Nicholas frotó la ventanilla empañada para mirar el caos del andén, que poco a poco se despejaba. Había leído el texto antes, mientras esperaba a Madeline en la estación. Describía breve y quizá erradamente la historia de Constant Macob, el hechicero cuyos experimentos con la nigromancia habían transformado esa rama despreciada y poco tolerada de la hechicería en un delito capital. Delito capital... si es que sobrevives hasta el juicio, pensó Nicholas. En el pasado, turbas callejeras habían colgado a varios hechiceros, muchos de ellos quizá inocentes, antes de que se pudieran investigar las acusaciones. Madeline cerró el libro y se lo devolvió.

—El amigo del doctor Octave está imitando al tal Constant Macob.

—Sí, o cree que es Constant Macob. Está practicando la peor clase de nigromancia, los hechizos que requieren dolor o una muerte humana, como hacía Macob. Escoge sus víctimas entre los más pobres, quizá con la creencia de que nadie reparará en las desapariciones, como hacía Macob. Como Macob, ignora la diferencia entre los mendigos y la clase trabajadora pobre, y en ocasiones toma a una respetable costurera o los hijos de un obrero y llega a las páginas de los periódicos. —Nicholas se apartó de la ventanilla—. El inspector Ronsarde debe de estar a punto de encontrarlo.

—Sí, observaba al doctor Octave en la mansión Gabrill y envió al doctor Halle a la morgue a examinar a ese muchacho ahogado. Ha estudiado los delitos históricos, ¿verdad? Debe de haber investigado todas las desapariciones denunciadas a la Prefectura, y reconoció el método de Macob. Eso significa...

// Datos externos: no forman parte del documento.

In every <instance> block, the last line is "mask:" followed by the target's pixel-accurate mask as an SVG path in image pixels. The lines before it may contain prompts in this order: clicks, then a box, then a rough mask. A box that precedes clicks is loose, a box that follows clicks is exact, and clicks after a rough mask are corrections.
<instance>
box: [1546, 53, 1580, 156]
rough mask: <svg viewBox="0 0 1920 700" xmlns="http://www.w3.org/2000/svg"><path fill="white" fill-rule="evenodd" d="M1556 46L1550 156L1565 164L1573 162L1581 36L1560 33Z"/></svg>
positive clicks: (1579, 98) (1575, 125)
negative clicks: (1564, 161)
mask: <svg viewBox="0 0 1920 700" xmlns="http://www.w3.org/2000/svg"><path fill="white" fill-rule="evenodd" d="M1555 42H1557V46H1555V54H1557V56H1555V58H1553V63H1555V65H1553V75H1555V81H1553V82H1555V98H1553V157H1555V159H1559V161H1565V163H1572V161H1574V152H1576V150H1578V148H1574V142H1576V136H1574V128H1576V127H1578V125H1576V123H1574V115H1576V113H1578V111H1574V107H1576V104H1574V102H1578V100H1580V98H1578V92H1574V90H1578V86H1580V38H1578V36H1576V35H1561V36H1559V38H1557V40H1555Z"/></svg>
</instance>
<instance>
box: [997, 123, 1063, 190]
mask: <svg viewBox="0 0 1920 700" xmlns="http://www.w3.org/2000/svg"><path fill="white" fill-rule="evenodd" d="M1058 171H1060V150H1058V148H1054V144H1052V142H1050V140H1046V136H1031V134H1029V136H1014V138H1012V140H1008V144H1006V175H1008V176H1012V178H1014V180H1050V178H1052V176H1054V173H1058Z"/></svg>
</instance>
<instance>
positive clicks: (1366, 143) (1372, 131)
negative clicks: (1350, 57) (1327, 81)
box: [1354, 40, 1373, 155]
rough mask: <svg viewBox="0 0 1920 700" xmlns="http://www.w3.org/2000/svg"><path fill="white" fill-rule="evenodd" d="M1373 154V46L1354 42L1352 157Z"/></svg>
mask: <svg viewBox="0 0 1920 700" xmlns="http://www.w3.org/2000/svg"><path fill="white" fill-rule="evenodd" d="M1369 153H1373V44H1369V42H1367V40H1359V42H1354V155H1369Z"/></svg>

—Que está a un paso de nosotros. Cuando atrape a Octave, el doctor cantará todo lo que sabe sobre nosotros. Y si Ronsarde se entera de que Octave está relacionado con la criatura que destruyó la casa de la plaza Leteo, es posible que lo atrape esta noche...

—Y no podemos deshacernos de Octave mientras su nigromante lo defienda. —Madeline tamborileó con impaciencia en el asiento.

—Después de lo que vimos esta noche, no podemos correr ese riesgo sin ayuda. El hechicero podría valerse de Octave y el artilugio de Edouard para comunicarse con Macob... Quizá sólo crea que se comunica con Macob, pero lo otro explicaría sus conocimientos sobre nigromancia... —Sacudió la cabeza—. Si puedo deshacerme de este Envío...

Madeline se reclinó en el asiento, mirando el vacío. En el andén sonaron silbatos y campanillas y el compartimiento se zarandeó cuando la locomotora arrancó.

—¿Por qué no le hablaste a Reynard de esto?

—Si el Envío nos sigue hasta Lodun y nos mata, no quiero que él trate de vengarnos.

—Entonces no habrá nadie que los detenga —protestó Madeline, desechando la idea de su propia muerte.

—Sí... Ronsarde y Halle los detendrán.

—Para ser tus enemigos acérrimos, tienes mucha fe en Ronsarde y Halle.

—Hay enemigos y enemigos —dijo Nicholas—. Veamos si el comedor aún tiene las tartas de crema.